Les Chambres fédérales ne veulent pas de l’élection du Conseil fédéral par le peuple. Le Conseil national, au terme d’un long débat de près de cinq heures, avec une quarantaine d’orateurs, a refusé par 128 voix contre 43 (UDC), de soutenir l’initiative populaire de l’UDC qui demande de passer d’une élection par l’Assemblée fédérale à un système électoral majoritaire à deux tours, avec deux sièges réservés à la minorité latine. En septembre, le Conseil des Etats avait déjà refusé de recommander l’acceptation de l’initiative par 35 voix contre 6. L’initiative n’a même pas obtenu le soutien de tous les députés de l’UDC.
La question de la représentation des minorités latines a été au cœur du débat, car le système choisi par l’UDC ne garantirait pas un siège automatiquement à la minorité italophone, mise en concurrence avec la Suisse romande. La socialiste vaudoise Cesla Amarelle proposait en effet un contre-projet direct qui ferait passer le Conseil fédéral de 7 à 9 membres, avec une garantie de représentation équitable pour les minorités linguistiques. Une proposition refusée par une nette majorité du parlement par 120 voix contre 61.
Combattue par une large majorité du centre droite et de la gauche, l’initiative a toutefois reçu quelques soutiens de principe à gauche, dans les rangs socialistes et écologistes. Mais au vote, ces voix se sont abstenues. Pour l’UDC, ce texte complète les droits populaires et permet d’éviter le petit jeu «indigne» et les intrigues des partis avant l’élection au Conseil fédéral, a insisté Christoph Mörgeli (UDC/ZH). Ce système de l’élection du gouvernement par le peuple fonctionne bien dans tous les cantons, et ce serait sous-estimer la capacité des citoyens d’opérer de bons choix que de les priver de cette possibilité au niveau fédéral.
Sur le principe, il est difficile de refuser un élargissement des droits populaires, a justifié à son tour le Vert zurichois Bastien Girod, prêt à soutenir la proposition de l’UDC. Et il est vrai qu’à plusieurs reprises les socialistes ont été à l’origine d’initiatives ou d’interventions parlementaires allant dans ce sens. Notamment en 1900 et 1942 par le biais d’initiatives populaires. Mais c’était essentiellement parce que la gauche de l’époque avait le sentiment de ne pas être représentée à sa juste valeur au gouvernement.
La plupart des orateurs ont toutefois reproché à l’UDC d’avoir réagi sous le coup de l’émotion après la non-réélection de Christoph Blocher au Conseil fédéral. L’initiative menacerait en la collégialité en contraignant le Conseil fédéral à une campagne permanente.
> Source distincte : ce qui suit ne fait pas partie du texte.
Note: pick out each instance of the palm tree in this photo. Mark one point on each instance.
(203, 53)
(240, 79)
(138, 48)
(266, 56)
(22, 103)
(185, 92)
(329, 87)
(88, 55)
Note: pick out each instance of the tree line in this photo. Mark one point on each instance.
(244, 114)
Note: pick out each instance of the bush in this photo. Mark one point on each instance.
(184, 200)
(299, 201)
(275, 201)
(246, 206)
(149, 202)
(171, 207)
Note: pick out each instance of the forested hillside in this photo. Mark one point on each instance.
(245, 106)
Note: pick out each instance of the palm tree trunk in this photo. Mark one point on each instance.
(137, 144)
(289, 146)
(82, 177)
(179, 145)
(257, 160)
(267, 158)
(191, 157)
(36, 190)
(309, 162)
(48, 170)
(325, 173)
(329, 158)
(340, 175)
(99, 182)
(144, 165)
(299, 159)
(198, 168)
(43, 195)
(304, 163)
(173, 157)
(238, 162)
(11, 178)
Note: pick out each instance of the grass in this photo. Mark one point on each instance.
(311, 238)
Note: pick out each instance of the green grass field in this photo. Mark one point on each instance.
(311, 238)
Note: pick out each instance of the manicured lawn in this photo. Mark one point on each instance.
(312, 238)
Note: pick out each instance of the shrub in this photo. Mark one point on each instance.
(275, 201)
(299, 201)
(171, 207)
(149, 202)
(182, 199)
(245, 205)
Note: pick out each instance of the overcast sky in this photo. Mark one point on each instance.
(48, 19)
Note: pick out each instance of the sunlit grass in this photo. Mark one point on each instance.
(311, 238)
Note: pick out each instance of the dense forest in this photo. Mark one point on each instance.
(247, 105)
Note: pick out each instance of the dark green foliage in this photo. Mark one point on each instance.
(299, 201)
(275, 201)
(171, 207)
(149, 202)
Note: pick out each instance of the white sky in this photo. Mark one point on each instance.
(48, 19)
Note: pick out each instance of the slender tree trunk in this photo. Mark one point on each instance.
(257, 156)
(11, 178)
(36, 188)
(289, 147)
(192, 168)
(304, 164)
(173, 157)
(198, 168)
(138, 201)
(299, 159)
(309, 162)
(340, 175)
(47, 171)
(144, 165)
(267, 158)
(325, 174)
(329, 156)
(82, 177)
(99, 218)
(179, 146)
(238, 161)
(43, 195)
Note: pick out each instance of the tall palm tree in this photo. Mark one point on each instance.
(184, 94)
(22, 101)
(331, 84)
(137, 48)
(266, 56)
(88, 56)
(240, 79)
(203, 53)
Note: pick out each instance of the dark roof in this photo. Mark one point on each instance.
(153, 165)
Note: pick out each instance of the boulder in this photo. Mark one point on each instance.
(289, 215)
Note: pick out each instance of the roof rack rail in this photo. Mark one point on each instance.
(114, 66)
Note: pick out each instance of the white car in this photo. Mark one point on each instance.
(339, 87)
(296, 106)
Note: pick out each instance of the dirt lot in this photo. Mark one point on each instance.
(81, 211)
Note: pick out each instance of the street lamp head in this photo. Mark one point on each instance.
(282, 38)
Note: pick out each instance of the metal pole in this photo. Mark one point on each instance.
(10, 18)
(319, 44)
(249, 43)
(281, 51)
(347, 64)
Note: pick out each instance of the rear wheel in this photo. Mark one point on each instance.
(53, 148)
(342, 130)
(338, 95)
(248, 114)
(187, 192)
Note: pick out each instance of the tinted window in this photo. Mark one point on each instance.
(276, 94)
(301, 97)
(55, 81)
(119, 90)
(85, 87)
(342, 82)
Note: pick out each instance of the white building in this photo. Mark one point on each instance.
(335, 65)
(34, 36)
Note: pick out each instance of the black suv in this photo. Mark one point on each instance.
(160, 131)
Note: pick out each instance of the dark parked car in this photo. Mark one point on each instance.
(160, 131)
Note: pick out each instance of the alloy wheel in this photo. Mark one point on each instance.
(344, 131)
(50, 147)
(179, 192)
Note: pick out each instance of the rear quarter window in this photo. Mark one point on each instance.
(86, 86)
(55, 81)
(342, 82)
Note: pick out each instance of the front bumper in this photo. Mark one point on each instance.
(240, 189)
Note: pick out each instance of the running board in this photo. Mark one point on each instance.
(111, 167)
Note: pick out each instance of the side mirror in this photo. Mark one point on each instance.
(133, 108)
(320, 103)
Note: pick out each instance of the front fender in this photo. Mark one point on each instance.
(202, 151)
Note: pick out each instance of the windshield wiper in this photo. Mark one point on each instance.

Elle déséquilibrerait le rapport entre les pouvoirs en renforçant le poids du Conseil fédéral au détriment du parlement, a prévenu le rapporteur de la commission, le socialiste zurichois Andreas Gross.
En fait, a dénoncé le socialiste vaudois Roger Nordmann, le véritable but de l’UDC avec cette initiative est de bloquer le système politique actuel, qui fonctionne bien, en basculant dans une campagne électorale permanente.
L’UDC a raté l’occasion de trouver des alliés à gauche, a regretté le socialiste argovien Cédric Wermuth, car son texte ne prévoit aucune règle pour assurer la transparence financière des campagnes électorales et ne propose pas une solution équilibrée pour la représentation des minorités. Avec le Valaisan Mathias Reynard, il prépare une initiative parlementaire pour une élection du Conseil fédéral par le peuple, mais avec des règles de transparence et une répartition de la provenance régionale des élus.
Attention au déséquilibre entre les pouvoirs, a mis en garde la conseillère fédérale Simonetta Sommaruga, car le rôle de contrôle de l’exécutif par le législatif serait remis en cause. De plus, on assisterait à une centralisation du pouvoir politique dans des partis nationaux, qui auront le pouvoir de désigner leurs candidats, au lieu des partis cantonaux. Le coût des campagnes nationales serait astronomique.